Converting a PDF to HTML in PHP lets you display PDF content directly in the browser; no plugins, no iframes or no viewer dependencies. It’s the right approach for invoice rendering, report display, document portals, and any workflow where you need PDF content to behave like a proper web page.
This tutorial covers three approaches, open source first:
- pdf2htmlEX (free, open source, best fidelity of the free options)
- pdftohtml / poppler-utils (free, open source, lightweight, good for simple documents)
- BuildVu (commercial, production-grade, cloud or self-hosted)
If cost is the hard constraint, start with pdf2htmlEX, it produces significantly more accurate output than Poppler for most documents.
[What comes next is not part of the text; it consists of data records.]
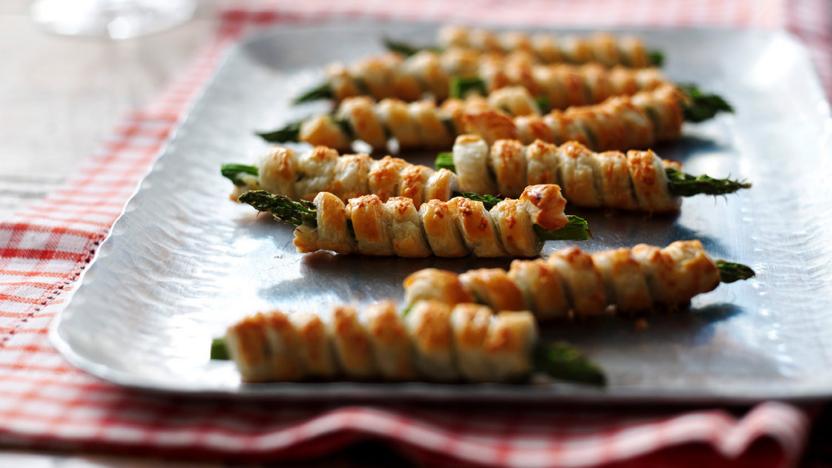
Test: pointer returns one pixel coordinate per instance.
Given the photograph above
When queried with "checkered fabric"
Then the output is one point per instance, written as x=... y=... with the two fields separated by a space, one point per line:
x=46 y=403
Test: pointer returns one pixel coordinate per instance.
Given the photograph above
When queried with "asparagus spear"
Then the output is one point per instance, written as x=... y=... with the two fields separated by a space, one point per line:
x=698 y=107
x=407 y=49
x=559 y=360
x=703 y=106
x=297 y=212
x=681 y=184
x=730 y=272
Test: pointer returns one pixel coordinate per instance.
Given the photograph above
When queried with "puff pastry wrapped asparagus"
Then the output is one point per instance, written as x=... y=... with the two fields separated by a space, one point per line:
x=455 y=228
x=456 y=73
x=638 y=180
x=433 y=342
x=621 y=122
x=427 y=72
x=573 y=283
x=603 y=48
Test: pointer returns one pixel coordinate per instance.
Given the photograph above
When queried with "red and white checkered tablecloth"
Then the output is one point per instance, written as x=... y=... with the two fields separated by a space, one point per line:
x=46 y=403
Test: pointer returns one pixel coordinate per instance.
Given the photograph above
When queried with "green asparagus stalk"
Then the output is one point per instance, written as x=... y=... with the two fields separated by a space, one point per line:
x=562 y=361
x=219 y=350
x=407 y=49
x=236 y=172
x=730 y=272
x=297 y=212
x=681 y=184
x=321 y=91
x=559 y=360
x=294 y=212
x=462 y=86
x=686 y=185
x=703 y=106
x=290 y=132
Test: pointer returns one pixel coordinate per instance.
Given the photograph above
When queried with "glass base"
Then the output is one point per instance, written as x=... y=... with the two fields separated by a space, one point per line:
x=114 y=19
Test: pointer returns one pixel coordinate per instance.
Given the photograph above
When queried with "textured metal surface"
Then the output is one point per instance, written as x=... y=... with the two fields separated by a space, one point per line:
x=183 y=262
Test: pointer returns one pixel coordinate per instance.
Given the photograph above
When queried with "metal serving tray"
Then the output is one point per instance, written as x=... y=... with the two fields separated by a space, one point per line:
x=183 y=262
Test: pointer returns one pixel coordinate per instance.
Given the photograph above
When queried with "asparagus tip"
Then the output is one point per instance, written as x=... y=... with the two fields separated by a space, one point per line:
x=399 y=47
x=321 y=91
x=219 y=350
x=294 y=212
x=703 y=106
x=730 y=272
x=656 y=58
x=576 y=228
x=445 y=161
x=564 y=362
x=462 y=86
x=487 y=200
x=289 y=132
x=687 y=185
x=234 y=171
If you need font accuracy, form support and SVG output at scale in a production environment, BuildVu is the correct tool.
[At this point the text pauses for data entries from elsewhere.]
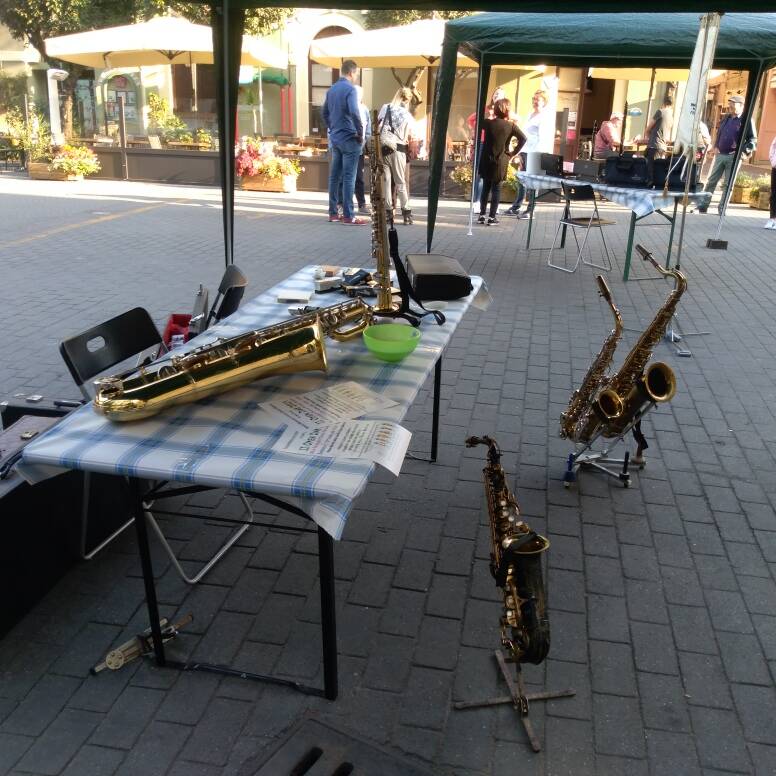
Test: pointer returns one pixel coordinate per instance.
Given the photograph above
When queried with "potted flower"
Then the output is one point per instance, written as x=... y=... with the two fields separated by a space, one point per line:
x=760 y=193
x=741 y=187
x=74 y=162
x=260 y=170
x=462 y=175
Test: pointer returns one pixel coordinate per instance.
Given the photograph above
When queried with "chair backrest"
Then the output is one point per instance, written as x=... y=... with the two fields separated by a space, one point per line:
x=230 y=293
x=107 y=344
x=575 y=192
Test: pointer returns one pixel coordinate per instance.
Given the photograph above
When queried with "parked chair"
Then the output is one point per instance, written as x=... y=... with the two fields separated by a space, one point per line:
x=91 y=353
x=230 y=294
x=579 y=194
| Feature | pdf2htmlEX | Poppler (pdftohtml) | BuildVu |
|---|---|---|---|
| Visual Fidelity | High (Preserves fonts/layouts) | Basic (Often loses formatting) | Highest (Production-grade) |
| Cost | Free (Open Source) | Free (Open Source) | Commercial |
| Interactive Support | No JS or Forms | No JS or Forms | Full JS and Form support |
| Setup | Moderate (Requires binary/Docker) | Easy (Standard Linux utility) | Easy (Cloud API or Composer) |
| Primary Use Case | Accurate web-viewing (Free) | Simple text extraction | Enterprise/Customer-facing portals |
Method 1: Convert PDF to HTML in PHP Using pdf2htmlEX
pdf2htmlEX converts PDF files to HTML while preserving text, fonts, formatting, and vector graphics with a fidelity that poppler-based tools can’t match. It outputs a self-contained HTML file with embedded CSS and JavaScript that replicates the original PDF layout in the browser.
Install pdf2htmlEX
// Debian/Ubuntu — via apt (may be an older version)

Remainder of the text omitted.